Ceylan, gah bir yandan bir yana kaçıyor, gah tozdan, dumandan yüzünü çeviriyordu.
Kimi, zıttı ile bir araya koyarlarsa onu, ölüm azabına uğratmış olurlar. Süleyman da
Hüthüt, gitmeye mecbur olduğuna dair kabul edilebilecek bir özür getirmezse, ya onu
öldürürüm yahut da sayıya gelmez bir azaba uğratırım demişti.
Ey güvenilir kişi, düşün, o azap hangi azap? Kendi cinsinden olmayanlarla bir kafese
kapatılmak! Ey insan, bu kafeste azap içindesin. Can kuşun, seninle cins olmayanlara
tutulmuş. Ruh, doğan kuşudur, tabiatlarsa kuzgundur. Doğan kuşu, kuzgunlarla
baykuşlardan yaralanır.
İşte can kuşu da, Sebzvar şehrindeki Ebubekir gibi onların arasında zari, zari ağlayıp
inleyerek kalakalmıştır.
Muhammet Alp Ulug Harzemşah, tamamı ile mahvolmuş Sebzvar’lılarla savaşa
girmişti. Askerlerini sıkıştırdı. Ordusu, düşmanları öldürmeye koyuldu. Şehirliler aman
diye huzuruna gelip secde ettiler. Kulağımıza küpe tak, bizi kul et, tek canımızı
bağışla. Sana lazım olan her vergiyi her hediyeyi verelim, onu her yıl çoğaltalım. Ey
aslan huylu canımız senin,bir zamancağız onu bize emanet bırak dediler.
Padişah bana Ebubekir adlı birisini getirmezseniz canınızı kurtaramazsınız.
Şehrinizden Ebubekir adlı birini bana armağan olarak sunmazsanız, size kötülük eder,
sizi ekin gibi keser biçerim. Ne vergi alırım, ne afsun dinlerim dedi. Yoluna altın dolu
bir çuval getirip, bu şehirden Ebubekir adlı birini isteme.
Sebzvar’da nasıl olurda Ebubekir bulunur? Hiç dere içinde ıslanmamış toprak parçası
bulunur mu? Dediler.
Padişah altından yüz çevirip “A mecusiler” dedi, Ebubekir adlı birisini armağan olarak
getirmedikçe fayda yok. ben çocuk değilim ki altına, gümüşe hayran olayım.”
Ey zebun kişi sende secde etmedikçe kıçınla mescidi silip süpürsen kurtulamazsın.

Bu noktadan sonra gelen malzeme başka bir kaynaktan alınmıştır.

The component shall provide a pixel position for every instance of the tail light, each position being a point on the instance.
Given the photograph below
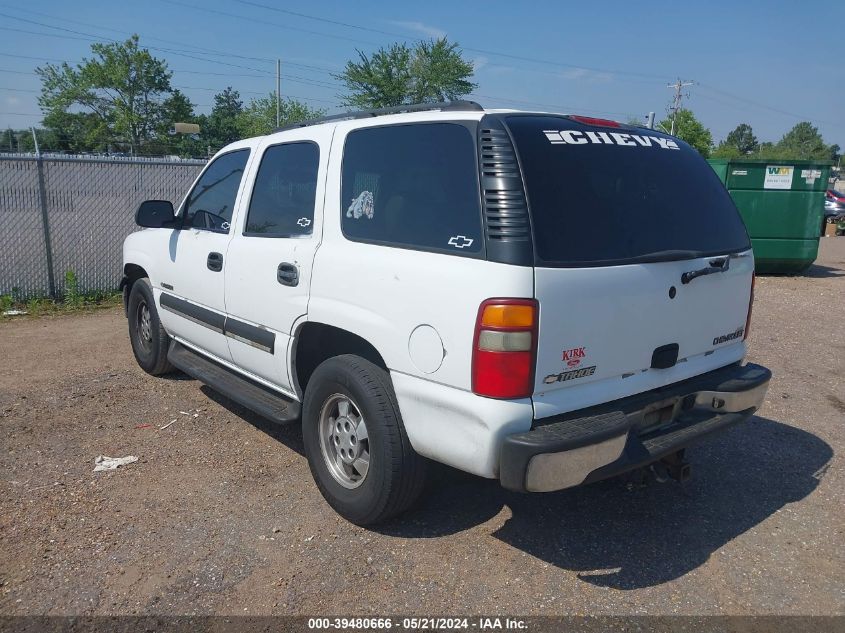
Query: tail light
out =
(505, 348)
(750, 306)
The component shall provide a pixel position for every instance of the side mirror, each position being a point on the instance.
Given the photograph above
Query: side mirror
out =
(155, 214)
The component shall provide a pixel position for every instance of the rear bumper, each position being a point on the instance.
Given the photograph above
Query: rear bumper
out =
(600, 442)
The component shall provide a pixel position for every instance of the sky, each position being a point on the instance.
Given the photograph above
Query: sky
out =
(770, 63)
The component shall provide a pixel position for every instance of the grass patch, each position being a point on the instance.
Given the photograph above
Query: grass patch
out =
(72, 301)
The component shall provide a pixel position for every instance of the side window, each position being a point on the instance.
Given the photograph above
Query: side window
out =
(212, 201)
(282, 203)
(412, 185)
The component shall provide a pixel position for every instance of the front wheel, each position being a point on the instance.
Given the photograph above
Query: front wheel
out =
(149, 340)
(357, 448)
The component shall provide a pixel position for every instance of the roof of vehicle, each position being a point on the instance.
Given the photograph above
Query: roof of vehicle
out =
(422, 112)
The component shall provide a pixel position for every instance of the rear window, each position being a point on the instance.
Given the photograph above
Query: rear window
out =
(413, 186)
(601, 196)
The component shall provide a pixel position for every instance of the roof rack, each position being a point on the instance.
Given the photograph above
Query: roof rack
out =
(443, 106)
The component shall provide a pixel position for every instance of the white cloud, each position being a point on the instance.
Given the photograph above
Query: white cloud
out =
(419, 27)
(586, 74)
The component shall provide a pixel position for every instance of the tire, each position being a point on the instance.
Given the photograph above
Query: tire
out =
(395, 474)
(149, 340)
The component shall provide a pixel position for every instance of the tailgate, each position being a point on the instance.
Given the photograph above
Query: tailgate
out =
(610, 332)
(618, 215)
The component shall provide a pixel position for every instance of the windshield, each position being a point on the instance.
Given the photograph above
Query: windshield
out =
(601, 196)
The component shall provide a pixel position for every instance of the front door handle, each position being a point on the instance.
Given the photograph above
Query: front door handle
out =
(287, 274)
(215, 262)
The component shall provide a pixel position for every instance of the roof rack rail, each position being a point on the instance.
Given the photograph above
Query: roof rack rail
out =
(444, 106)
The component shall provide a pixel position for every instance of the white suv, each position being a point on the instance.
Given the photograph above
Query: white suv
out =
(544, 299)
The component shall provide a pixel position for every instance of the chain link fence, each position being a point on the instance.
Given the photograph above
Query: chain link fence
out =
(61, 213)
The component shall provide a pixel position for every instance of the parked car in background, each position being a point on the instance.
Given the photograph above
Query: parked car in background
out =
(834, 203)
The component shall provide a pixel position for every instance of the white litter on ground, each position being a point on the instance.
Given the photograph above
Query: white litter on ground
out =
(102, 462)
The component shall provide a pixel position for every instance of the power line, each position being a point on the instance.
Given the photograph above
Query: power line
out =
(767, 107)
(679, 85)
(398, 35)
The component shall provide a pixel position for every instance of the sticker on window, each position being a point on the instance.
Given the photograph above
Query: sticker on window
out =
(577, 137)
(362, 206)
(460, 241)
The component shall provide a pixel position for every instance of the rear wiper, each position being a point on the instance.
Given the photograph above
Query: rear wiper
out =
(664, 256)
(718, 265)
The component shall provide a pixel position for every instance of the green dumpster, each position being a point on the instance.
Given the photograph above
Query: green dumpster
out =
(782, 204)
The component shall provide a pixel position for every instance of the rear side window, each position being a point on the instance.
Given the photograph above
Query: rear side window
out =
(601, 196)
(212, 200)
(414, 186)
(282, 203)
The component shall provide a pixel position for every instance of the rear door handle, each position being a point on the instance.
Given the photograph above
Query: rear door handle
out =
(287, 274)
(215, 262)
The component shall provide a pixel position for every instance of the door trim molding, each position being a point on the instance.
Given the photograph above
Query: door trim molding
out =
(257, 337)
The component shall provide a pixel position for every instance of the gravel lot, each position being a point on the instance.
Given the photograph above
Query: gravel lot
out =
(220, 515)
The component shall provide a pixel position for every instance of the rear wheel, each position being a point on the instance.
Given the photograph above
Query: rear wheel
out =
(356, 444)
(149, 340)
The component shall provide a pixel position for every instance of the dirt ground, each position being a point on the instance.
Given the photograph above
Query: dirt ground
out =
(220, 515)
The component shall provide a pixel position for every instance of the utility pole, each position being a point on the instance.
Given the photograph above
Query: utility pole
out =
(278, 92)
(676, 101)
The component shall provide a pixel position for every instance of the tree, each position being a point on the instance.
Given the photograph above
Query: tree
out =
(742, 138)
(177, 108)
(221, 126)
(259, 117)
(116, 96)
(803, 141)
(430, 71)
(691, 130)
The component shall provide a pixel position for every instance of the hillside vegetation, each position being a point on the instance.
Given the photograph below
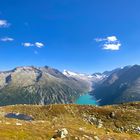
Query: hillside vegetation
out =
(116, 122)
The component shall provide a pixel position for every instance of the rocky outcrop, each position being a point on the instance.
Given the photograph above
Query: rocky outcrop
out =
(38, 85)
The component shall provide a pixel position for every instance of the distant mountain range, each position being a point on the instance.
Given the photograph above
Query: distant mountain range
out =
(46, 85)
(43, 85)
(121, 85)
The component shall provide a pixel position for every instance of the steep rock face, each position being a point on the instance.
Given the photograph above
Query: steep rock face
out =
(121, 86)
(32, 85)
(89, 80)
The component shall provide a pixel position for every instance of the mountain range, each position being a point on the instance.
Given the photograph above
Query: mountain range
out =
(46, 85)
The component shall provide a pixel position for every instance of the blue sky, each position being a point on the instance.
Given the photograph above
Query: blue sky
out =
(79, 35)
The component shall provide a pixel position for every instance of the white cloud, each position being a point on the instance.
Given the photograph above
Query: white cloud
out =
(5, 39)
(112, 47)
(109, 43)
(27, 44)
(35, 52)
(39, 44)
(4, 23)
(112, 38)
(36, 44)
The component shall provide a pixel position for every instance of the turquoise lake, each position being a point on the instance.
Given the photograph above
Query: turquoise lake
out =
(86, 99)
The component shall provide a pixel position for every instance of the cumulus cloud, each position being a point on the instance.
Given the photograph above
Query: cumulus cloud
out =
(6, 39)
(36, 44)
(39, 44)
(109, 43)
(112, 46)
(4, 23)
(27, 44)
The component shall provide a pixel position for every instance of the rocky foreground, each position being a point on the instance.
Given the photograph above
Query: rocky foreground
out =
(70, 122)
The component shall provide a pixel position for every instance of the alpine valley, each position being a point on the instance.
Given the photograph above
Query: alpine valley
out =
(46, 85)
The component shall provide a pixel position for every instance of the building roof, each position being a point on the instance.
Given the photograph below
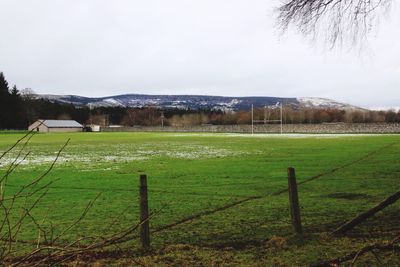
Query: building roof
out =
(61, 123)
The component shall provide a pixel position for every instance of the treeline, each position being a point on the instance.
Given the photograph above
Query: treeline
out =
(18, 109)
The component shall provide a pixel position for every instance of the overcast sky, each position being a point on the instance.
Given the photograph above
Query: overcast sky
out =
(216, 47)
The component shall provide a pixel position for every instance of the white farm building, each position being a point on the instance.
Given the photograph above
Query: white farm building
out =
(47, 126)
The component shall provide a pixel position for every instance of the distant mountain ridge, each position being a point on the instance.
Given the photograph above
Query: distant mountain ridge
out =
(195, 102)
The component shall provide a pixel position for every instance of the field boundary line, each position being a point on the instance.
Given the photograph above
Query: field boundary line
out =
(315, 177)
(204, 213)
(236, 203)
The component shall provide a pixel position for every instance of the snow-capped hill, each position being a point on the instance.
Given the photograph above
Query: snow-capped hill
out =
(318, 102)
(196, 102)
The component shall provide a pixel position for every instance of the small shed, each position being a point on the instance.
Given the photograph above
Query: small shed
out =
(47, 126)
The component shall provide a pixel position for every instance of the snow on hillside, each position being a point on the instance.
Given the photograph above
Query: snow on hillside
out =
(195, 101)
(318, 102)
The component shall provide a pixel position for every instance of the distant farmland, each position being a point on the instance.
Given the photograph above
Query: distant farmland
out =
(219, 198)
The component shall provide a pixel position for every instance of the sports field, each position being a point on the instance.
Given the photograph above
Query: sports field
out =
(216, 196)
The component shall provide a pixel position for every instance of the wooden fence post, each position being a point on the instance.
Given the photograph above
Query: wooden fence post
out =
(294, 202)
(144, 214)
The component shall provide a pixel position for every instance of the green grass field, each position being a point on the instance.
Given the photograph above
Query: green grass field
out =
(200, 174)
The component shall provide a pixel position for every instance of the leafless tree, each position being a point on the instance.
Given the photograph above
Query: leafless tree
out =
(338, 21)
(17, 211)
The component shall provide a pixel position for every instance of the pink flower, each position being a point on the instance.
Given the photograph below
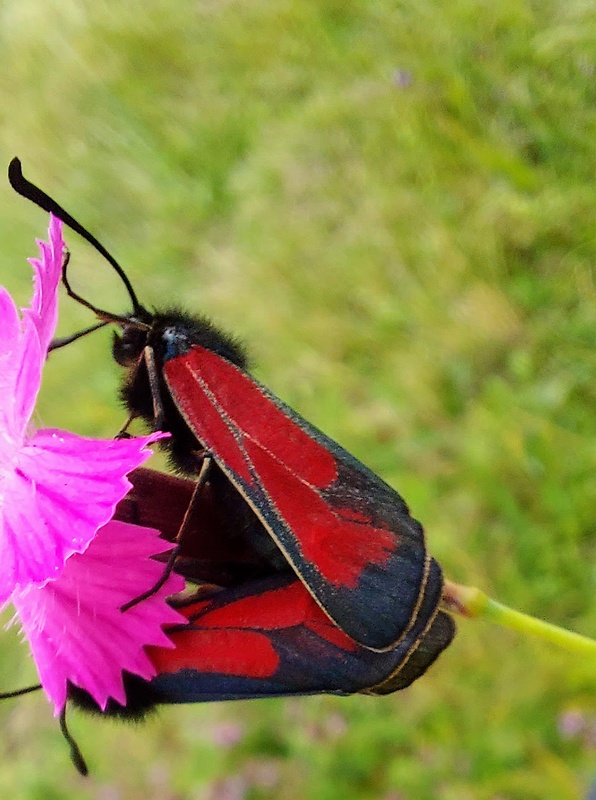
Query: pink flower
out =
(56, 488)
(74, 625)
(63, 564)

Şehirliler, sağdan, soldan haberciler uçurdular. Bu yıkık yerde bir Ebubekir var mı
nerede? Diye aramaya koyuldular.
Üç gün üç gece koşup tozduktan sonra bir arık Ebubekir bulabildiler. Yolcuymuş,
hastalıktan yıkık bir yerin bir bucağında kuruyup kalmış. Bir yıkık bucakta uyuyormuş.

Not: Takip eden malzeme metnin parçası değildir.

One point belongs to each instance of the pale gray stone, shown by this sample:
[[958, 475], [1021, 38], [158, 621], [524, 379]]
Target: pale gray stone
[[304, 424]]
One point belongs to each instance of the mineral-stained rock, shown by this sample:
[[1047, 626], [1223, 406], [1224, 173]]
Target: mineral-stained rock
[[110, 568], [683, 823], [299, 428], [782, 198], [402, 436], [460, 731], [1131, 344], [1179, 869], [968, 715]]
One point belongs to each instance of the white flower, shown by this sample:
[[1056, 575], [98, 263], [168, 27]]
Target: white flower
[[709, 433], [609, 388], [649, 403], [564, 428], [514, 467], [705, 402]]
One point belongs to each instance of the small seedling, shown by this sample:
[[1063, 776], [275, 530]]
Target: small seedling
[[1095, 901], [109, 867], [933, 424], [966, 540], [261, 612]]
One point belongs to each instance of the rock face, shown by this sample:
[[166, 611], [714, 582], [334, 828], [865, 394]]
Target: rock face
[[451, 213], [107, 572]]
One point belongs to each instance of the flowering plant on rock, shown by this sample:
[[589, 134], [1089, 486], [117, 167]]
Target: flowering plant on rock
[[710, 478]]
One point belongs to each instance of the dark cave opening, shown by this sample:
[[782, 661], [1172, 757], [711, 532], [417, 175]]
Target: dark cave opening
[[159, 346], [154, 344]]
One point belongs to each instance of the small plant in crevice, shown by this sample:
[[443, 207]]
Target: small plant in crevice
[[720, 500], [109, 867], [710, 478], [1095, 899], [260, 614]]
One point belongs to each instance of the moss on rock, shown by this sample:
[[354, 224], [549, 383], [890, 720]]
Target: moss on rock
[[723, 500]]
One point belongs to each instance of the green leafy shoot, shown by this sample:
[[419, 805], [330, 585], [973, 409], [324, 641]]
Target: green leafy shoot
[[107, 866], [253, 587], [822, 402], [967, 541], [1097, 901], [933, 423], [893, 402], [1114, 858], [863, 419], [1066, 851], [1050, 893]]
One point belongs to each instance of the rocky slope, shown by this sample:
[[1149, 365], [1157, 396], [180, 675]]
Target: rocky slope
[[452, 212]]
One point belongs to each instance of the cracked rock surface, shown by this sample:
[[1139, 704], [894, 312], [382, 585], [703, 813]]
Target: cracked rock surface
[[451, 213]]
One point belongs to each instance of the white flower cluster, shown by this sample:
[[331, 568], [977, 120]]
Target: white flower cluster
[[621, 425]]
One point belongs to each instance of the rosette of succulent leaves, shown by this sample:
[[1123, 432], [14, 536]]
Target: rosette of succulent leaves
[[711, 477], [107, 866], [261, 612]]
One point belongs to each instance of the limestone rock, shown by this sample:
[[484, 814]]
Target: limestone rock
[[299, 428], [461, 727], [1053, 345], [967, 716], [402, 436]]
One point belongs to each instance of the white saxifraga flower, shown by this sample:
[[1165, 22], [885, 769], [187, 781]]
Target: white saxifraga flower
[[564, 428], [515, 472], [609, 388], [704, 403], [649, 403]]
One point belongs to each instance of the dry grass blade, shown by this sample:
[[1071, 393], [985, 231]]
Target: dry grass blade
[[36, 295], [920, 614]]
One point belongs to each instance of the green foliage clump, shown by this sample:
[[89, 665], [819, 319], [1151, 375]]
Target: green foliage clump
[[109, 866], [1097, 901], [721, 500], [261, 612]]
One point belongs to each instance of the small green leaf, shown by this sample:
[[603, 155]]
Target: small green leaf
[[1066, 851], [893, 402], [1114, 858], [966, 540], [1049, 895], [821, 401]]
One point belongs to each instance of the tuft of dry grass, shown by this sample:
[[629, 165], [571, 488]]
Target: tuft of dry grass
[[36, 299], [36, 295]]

Onu görünce, çabuk dediler, kalk seni padişah istiyor. Senin yüzünden şehrimiz
ölümden kurtulacak.
Adam dedi ki: Ayağım olsaydı, yürümeye kudret bulsaydım gideceğim yere giderdim.
Bu düşman yurdun da kalır mıydım hiç? Sevgililerin şehrine koşar giderdim. Ölü
taşıyan bir salacayı getirip Ebubekir’i üstüne yatırdılar. Hamallara verip görsün diye
Harzemşah’ın huzuruna götürdüler. Bu cihan, Sebzvar’dır. Allah eri, burada zayi olur
gider. Harzemşah ulu Allahdır. Bu rezil kavimden gönül istemektedir.
Peygamber, “Allah, suretlerinize bakmaz, kalbe bakar. Kalp işlerinizi düzene koyun”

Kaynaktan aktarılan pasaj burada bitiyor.